At baseline, all of the study participants completed questionnaires assessing job strain, with questions ranging from workload to decision-making freedom. After controlling for certain confounding factors such as lifestyle, age, gender, and socioeconomic status, researchers found that people with highly demanding jobs and little freedom to make decisions were 23 percent more likely to experience a heart attack compared to their less stressed counterparts.
The study s lead researcher, Dr. Mika Kivimaki, believes the findings are the first in its field to be derived from an analysis conducted with such precision and accuracy. But ACSH staffers are not as convinced and believe the research suffers from significant limitations.

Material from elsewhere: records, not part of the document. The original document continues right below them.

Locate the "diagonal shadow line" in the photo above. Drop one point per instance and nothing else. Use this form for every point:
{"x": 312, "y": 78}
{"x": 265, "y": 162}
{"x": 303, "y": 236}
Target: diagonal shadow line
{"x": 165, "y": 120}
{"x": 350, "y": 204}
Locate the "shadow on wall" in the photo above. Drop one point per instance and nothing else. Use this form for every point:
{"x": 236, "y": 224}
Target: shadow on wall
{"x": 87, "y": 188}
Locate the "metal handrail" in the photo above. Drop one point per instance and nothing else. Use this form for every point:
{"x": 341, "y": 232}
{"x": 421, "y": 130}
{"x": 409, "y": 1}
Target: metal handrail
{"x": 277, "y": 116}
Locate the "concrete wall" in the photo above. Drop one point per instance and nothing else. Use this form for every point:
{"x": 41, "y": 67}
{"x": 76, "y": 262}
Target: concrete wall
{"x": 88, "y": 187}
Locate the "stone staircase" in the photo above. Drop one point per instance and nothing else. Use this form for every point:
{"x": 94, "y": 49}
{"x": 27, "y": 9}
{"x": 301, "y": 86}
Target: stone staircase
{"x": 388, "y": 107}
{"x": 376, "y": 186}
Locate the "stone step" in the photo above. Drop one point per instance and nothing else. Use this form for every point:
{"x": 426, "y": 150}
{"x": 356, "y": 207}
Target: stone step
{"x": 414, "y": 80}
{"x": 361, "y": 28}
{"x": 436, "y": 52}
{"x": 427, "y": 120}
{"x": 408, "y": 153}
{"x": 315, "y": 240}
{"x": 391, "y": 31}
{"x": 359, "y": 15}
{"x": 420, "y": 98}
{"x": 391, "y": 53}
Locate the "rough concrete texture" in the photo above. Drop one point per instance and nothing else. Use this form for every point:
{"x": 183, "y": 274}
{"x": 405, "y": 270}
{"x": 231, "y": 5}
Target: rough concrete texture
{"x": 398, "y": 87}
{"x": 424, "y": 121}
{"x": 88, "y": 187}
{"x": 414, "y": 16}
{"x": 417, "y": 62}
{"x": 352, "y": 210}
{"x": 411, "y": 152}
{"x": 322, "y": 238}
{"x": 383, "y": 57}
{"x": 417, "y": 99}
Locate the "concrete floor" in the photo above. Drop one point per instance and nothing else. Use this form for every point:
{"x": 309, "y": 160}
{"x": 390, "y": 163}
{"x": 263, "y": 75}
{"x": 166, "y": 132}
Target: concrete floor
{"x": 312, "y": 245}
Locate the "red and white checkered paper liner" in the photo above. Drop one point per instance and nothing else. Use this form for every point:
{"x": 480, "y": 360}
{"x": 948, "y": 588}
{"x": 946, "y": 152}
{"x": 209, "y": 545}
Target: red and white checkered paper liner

Evaluating a parameter as vague as job strain by questionnaire will be fraught with inaccuracy, ACSH's Dr. Gilbert Ross says. Moreover, the study was a meta-analysis of published and unpublished studies, which means that at least some of the data had not undergone peer-review.
And while Dr. Kivimaki suggested that reducing workplace stress might decrease disease incidence, she also acknowledged that this strategy would have a much smaller effect than tackling standard risk factors such as smoking and physical inactivity.
Dr. Ross agrees: Dealing with known heart disease risk factors such as smoking, hypertension, and lipid levels will be far more beneficial to heart health than controlling workplace stress, he says. Individuals should aim to first address known risk factors if they re serious about preventing adverse cardiovascular events.